QUINTO MOTIVO PARA REJEIÇÃO: É contra a Tradição Cristã.

O II Concílio de Orange foi um concílio convocado para resolver questões sobre a graça e o livre-arbítrio proveniente dos debates entre agostinianos e semi-pelagianos. O concílio foi confirmado pelo Papa Bonifácio II, tendo valor dogmático.

“Cân. 2. Se alguém afirma que a prevaricação de Adão prejudicou somente a ele e não também à sua descendência, ou que decerto passou a todo o gênero humano só a morte do corpo, que é o castigo do pecado, NÃO, PORÉM O PECADO, que é a morte da alma, atribui a Deus uma injustiça, contradizendo o Apóstolo, que diz: “Por um só homem o pecado entrou no mundo e com o pecado a morte, e assim ela [a morte] passou a todos os homens, já que nele todos pecaram” [Rm 5,12]”

Cân. 22. “Sobre o que é próprio dos seres humanos. Ninguém nada tem de próprio a não ser mentira e pecado. Se, porém, algum homem tem alguma coisa de verdade e de justiça, provém daquela fonte, da qual neste deserto devemos ter sede para que, como orvalhados por ela mediante algumas gotas, não desfaleçamos no caminho.”

No Cân 2 é condenado quem diz que o pecado de Adão não foi passado para sua descendência, se a culpa de Adão é decorrente de seu pecado, então é óbvio que não herdamos somente a natureza, mas também a culpa. Novamente, no Cân 22, é dito que na natureza humana não tem outra coisa a não ser mentira e pecado, ou seja, é próprio do homem não só praticar o pecado, mas ter em si mesmo o pecado, portanto, é culpável.

POR ÚLTIMO deve-se também ressaltar que o homem em estado de natureza (totalmente sujeito aos efeitos do pecado original) não está somente privado de uma retidão, como pensam alguns, mas há também, no mesmo, um assentamento do hábito contrário ao que é justo, logo, pecador por natureza. Tal distinção e correção deve ser feita contra os papistas, que crêem que os homens, em estado de queda, são capazes de atualizar um bem verdadeiro sem qualquer auxílio da graça.

Contra os papistas, o II Concílio de Orange reza:

Cân. 20. “O homem sem Deus não pode fazer nada de bom. Deus faz no homem muitas coisas boas que o homem não faz; mas o homem não faz nada de bom que Deus não outorgue que o homem faça!”

A tese de que o homem nasce somente com a mancha na natureza, mas não herda a culpa, foi condenada no Concílio de Sens (2 jun 1140). Dentre as teses condenadas, destacamos a 7 a 10:

“7. De Adão não contraímos a culpa, mas somente a pena.

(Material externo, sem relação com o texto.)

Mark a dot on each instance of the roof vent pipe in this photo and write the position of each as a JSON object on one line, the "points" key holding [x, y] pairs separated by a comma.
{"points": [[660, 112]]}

10. Não se deve atribuir culpa a qualquer coisa feita por ignorância.”

O pecado original transmite a pena e a culpa, e a ignorância não livra o homem de culpa, contra os protestos de neosocinianos.



CONCLUSÃO

O pelagianismo e o socinianismo de tempos em tempos ganham fôlego no meio do povo de Deus, porém, não devemos temer combater doutrinas que já foram superadas por outros homens no passado.